Use Antibiotics Wisely

Commensal (friendly) organisms have an important role regulating the physiology of their hosts.

From metabolism, nutrition, physiology, and immune function, one of the major functions of the gut microbiota is to protect the intestine against colonization by outside microorganisms and overgrowth of pathogenic bacteria.

Because of its role, there are consequences when the microbiota is thrown off balance – also called “dysbiosis”. Recent research reviews have shown that the condition of the gut microbiome is related to disorders such as metabolic syndrome, inflammatory bowel disease, liver disease, and colorectal cancer.



Clostridium difficile (C. diff.) is perhaps the best known example of overgrowth of a pathogen after disruption of the normal microbiome in the gut. Treatment with broad-spectrum antibiotics eliminates the competition that would otherwise keep C. diff. at bay. Proliferation of C. diff. spores and toxin-mediated disruption of the intestinal barrier leads to a severe condition known as pseudomembranous colitis and potentially sepsis.

In this setting, it is important to stop the use of broad-spectrum antibiotics – although metronidazole and vancomycin are used in severe cases because it also creates the possibility of a second pathogenic infection by vancomycin-resistant Enterococcus.

The commensal microbiome can be manipulated to treat Enterococcus and C. diff. infection and fecal transplantation is a fairly new therapy which has been shown to have a promising role in the treatment of C. diff. infection.



The impact of antibiotic use extends far beyond the time you are actually receiving the medication.

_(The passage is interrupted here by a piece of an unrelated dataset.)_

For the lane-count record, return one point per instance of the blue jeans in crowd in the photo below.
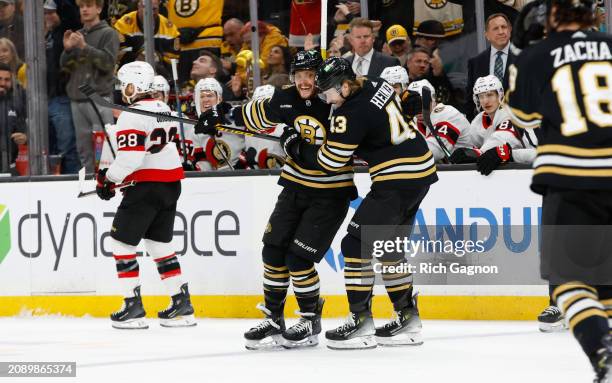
(60, 121)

A group from the Swedish Institute for Infectious Disease Control found that some members of the gut microbiota are affected for up to FOUR years post-treatment. This is important because colonization by some beneficial microbiomes, like Bacteroids fragilis, enhances mucosal tolerance and can suppress pathogen-mediated colitis.


A relationship between antibiotic use and clinical behavior in IBD has been reported. It is unclear whether dysbiosis is a cause or a consequence of IBD. Antibiotics appear to have a beneficial role in Crohn’s disease (a type of IBD), but the evidence is not strong enough at this time to warrant any recommendations.

A recent prospective longitudinal study showed that the majority of IBD patients receive antibiotic treatment and those individuals also have more severe diseases. Studies have reported higher carriage rate of C. diff. in patients with IBD which can range in clinical presentation ranging from asymptomatic carriage to mild diarrhea to life-threatening colitis.


Over the last 15 years, there has been an increase in the incidence of C. diff. infection, which predominantly affects elderly patients on antibiotics. Organ transplant patients are also at higher risk due to extensive use of antibiotics, their immunosuppressed states and other factors.

Dysbiosis and inflammation can not only lead to IBD, but also colitis-associated cancer as well.


Consequences of antibiotic therapy in the intestinal microbiome goes beyond C. diff. antibiotic-associated infections and an increased risk for developing IBD. Research on the recovery of microbial communities and how probiotic treatment can positively or negatively affect it is needed. Stimulation and regulation of the immune system are an important avenue that must be considered, especially in the cases of dysbiosis present in immunocompromised patients.


Cervantes J. “Use your antibiotics wisely. Consequences to the intestinal microbiome.” FEMS Microbiology Letters, 363, 2016 fnw081.